Recurring Dreams: Variations for Orchestra


Winner of the ASCAP Foundation 17th annual Rudolph Nissim Award (1997)

Winner of the Louisville Orchestra Composition Competition (1999)
Years ago, while living in a small Ann Arbor apartment, I began to experience a recurring dream. In the dream I have lived in the cramped conditions of a tiny flat for several years. One day I happen on a door which I have never seen before. Upon opening it, I discover to my wonderment and dismay that the greater portion of the apartment actually lies beyond its threshold.

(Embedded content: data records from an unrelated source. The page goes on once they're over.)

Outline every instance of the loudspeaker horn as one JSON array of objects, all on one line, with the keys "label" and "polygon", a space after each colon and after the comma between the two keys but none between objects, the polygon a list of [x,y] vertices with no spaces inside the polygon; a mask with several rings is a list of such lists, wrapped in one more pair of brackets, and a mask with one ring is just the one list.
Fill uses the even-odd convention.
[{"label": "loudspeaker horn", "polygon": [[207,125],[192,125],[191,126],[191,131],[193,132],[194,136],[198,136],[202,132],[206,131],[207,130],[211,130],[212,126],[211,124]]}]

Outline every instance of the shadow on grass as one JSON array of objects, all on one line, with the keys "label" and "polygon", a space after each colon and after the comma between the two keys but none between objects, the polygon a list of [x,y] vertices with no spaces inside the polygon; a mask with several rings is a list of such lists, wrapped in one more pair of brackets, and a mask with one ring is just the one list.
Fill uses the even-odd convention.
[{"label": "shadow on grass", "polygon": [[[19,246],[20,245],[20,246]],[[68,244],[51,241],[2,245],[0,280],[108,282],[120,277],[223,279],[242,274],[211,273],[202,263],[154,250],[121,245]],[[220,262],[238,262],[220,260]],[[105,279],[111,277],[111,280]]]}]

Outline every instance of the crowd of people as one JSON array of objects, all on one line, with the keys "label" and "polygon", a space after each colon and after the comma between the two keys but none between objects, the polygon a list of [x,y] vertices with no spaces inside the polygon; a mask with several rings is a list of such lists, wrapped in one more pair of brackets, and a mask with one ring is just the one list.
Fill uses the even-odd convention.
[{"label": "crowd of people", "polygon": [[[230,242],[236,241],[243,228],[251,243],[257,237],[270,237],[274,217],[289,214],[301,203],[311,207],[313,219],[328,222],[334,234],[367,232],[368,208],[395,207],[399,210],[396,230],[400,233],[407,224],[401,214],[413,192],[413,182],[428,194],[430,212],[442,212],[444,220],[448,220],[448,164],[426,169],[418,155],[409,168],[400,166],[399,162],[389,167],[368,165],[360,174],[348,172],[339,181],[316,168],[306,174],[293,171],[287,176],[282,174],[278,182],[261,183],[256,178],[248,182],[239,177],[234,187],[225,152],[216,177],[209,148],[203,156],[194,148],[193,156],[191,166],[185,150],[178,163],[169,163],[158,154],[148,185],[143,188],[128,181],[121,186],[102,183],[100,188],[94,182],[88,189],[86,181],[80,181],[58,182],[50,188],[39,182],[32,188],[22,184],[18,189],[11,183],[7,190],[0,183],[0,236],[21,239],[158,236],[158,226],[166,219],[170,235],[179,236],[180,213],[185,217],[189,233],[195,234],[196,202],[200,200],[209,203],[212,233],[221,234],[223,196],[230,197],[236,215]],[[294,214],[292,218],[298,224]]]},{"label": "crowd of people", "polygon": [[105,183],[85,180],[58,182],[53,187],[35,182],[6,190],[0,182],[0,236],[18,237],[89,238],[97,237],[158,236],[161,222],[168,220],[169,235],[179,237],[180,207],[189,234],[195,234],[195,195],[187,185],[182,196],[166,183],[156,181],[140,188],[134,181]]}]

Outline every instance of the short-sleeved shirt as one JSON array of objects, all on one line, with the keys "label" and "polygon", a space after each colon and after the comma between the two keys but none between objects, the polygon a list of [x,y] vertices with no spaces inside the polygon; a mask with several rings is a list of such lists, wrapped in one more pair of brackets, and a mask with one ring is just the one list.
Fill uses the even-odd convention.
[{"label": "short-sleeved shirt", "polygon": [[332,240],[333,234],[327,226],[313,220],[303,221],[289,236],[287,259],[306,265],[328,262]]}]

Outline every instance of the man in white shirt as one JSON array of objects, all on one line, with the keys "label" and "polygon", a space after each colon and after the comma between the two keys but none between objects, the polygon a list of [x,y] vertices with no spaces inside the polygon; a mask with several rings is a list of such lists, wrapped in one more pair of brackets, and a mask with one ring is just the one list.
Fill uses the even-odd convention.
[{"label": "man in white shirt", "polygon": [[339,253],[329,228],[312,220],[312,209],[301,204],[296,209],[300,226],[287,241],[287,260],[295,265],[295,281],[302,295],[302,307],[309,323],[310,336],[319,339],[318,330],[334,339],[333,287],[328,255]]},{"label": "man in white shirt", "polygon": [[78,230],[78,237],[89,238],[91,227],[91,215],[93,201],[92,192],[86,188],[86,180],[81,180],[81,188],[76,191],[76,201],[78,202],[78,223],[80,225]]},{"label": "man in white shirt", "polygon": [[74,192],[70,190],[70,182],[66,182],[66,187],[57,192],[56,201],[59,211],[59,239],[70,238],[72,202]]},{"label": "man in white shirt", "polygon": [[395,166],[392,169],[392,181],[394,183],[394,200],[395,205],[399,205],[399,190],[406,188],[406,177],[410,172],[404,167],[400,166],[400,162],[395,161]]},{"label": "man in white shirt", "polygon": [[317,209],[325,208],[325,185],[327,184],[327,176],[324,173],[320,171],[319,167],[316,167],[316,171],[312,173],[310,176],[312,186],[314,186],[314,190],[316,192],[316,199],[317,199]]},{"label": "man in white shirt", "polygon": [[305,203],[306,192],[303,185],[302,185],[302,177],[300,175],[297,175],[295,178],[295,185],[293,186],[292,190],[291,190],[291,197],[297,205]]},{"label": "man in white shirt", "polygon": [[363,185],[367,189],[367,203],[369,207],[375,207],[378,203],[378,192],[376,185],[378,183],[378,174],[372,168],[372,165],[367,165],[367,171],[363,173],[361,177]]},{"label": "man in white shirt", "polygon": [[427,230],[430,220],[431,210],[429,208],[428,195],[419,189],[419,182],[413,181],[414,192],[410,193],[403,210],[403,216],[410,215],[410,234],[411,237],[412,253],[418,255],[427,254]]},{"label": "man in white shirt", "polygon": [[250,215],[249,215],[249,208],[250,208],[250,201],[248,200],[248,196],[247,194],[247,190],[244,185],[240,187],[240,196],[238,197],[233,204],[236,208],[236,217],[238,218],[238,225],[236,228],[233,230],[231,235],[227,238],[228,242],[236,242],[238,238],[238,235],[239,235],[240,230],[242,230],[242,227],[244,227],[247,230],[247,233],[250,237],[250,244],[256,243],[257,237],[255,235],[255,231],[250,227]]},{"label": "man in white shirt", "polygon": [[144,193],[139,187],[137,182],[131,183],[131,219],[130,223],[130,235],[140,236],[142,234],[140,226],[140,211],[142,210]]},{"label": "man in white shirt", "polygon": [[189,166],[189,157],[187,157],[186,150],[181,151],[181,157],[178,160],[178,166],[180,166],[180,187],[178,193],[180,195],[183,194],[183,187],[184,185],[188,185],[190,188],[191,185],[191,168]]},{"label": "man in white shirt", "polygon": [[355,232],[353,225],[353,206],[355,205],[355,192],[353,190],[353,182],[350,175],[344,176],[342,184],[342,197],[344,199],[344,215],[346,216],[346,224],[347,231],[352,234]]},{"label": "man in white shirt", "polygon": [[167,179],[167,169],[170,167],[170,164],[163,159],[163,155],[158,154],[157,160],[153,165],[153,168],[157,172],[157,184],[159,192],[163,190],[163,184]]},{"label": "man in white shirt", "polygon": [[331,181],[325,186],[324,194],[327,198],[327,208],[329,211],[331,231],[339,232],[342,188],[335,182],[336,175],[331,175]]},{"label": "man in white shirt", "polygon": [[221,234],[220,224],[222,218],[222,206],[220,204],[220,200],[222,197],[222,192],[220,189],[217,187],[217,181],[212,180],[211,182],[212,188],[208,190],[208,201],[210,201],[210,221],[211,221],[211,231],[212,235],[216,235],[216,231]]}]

Further manifestations of the dream reveal even larger spaces beyond this newly-discovered area, and so on, and so on.

Musically, it seemed appropriate (and logical) to depict the repetitive, reinterpretive nature of these images by means of variation technique. I determined early on to represent these expanding dimensions on a multiplicity of levels including those of pitch, motive, gesture, and process. But combined with this, I also decided to gradually extend the real-time durations of the variations while simultaneously increasing their speed. The result is a series of ever-longer, ever-faster restatements (or recurrences) more suggestive of rapid eye movement than of undisturbed slumber.

Fittingly, the composition begins and ends with music of a more tranquil tone. The introduction (Canonic Berceuse) serves as the musical seedbed of the ensuing variations but also foreshadows the shape of the work as a whole. Its mood and tonality are suggestive of Chopin's Berceuse in Db major. In contrast to this crypticism, the conclusion features a lullaby in which the primary pitch sequence is most fully exposed. Here all calculation ceases as the piece drifts off to a somewhat ambiguous resolution. Recurring Dreams is dedicated to Leslie Bassett.